Un travail pour Emily Boy, une des deux héroïnes imaginées par Johana Gustawsson. Cette Canadienne, brillante profileuse, est installée à Londres depuis quelques années. Elle collabore avec Scotland Yard. Par un petit matin, dans un parc, des promeneurs découvrent le cadavre d'un enfant grossièrement dissimulé sous des feuilles mortes. Il a été étranglé, dénudé, lavé. Puis le sadique lui a retiré les yeux et arraché la trachée. Une victime de plus pour ce serial killer qui, depuis quelques mois, a déjà frappé à plusieurs reprises à Londres.

Meurtre en Suède
Au même moment, l'autre personnage principal de l'histoire, Alexis Castells, écrivaine française installée à Londres et spécialisée dans les tueurs en série, part en urgence en Suède. Elle est sans nouvelles de sa meilleure amie, Linnéa, styliste en bijouterie. En compagnie d'une autre amie et du futur époux de Linnéa, elle se rend à Falkenberg, ville côtière recouverte de glace en ce mois de janvier rigoureux. Ils n'ont pas le temps de se rendre à la villa de Linnéa. La police vient de retrouver son cadavre au bord de la plage. Énuclée, la trachée arrachée. Cette information arrive jusqu'à Emily qui se transporte immédiatement en Suède. Avec l'aide d'Alexis, elle va tenter de tracer le portrait de ce tueur et ses recherches vont la mettre sur la trace d'un certain Erich, ancien déporté à Buschenwald.

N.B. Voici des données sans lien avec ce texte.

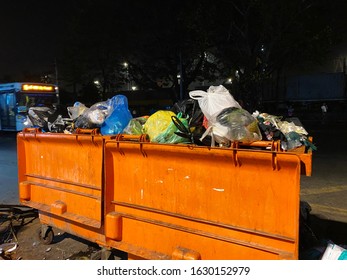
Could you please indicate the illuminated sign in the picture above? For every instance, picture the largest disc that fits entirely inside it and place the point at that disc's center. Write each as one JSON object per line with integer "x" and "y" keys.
{"x": 35, "y": 87}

Le lecteur lui est déjà en partie dans la confidence. Entre les différentes scènes en Suède ou à Londres, on suit la survie d'Erich dans ce camp de la mort. Privations, sévices, travail forcé. Il est affecté dans un premier temps au nettoyage des fours. Cela donne quelques passages particulièrement durs comme cette description : « Face à Erich, plusieurs dizaines de corps nus ou vêtus de haillons étaient pendus à des crochets fixes à quelques centimètres du plafond, comme des pièces de viande. Les visages, tordus par la peur et la douleur, semblaient encore vivants. » Erich sera finalement affecté au Block 46, celui des expérimentations médicales. Il va devenir le bras droit d'une médecin nazi fou, disséquant à longueur de journée des corps décharnés de déportés exécutés quelques minutes auparavant. Toute l'horreur du roman est concentrée dans ces courts passages parfois insoutenables.
Fan d'Agatha Christie, Johana Gustawsson attend les dernières pages pour dévoiler l'identité du tueur. Un dénouement remarquablement amené et qui surprend le lecteur. Des deux héroïnes, Emily, la plus effacée, semble pourtant la plus porteuse. Souhaitons que la profileuse au caractère si fragile revienne dans une nouvelle enquête.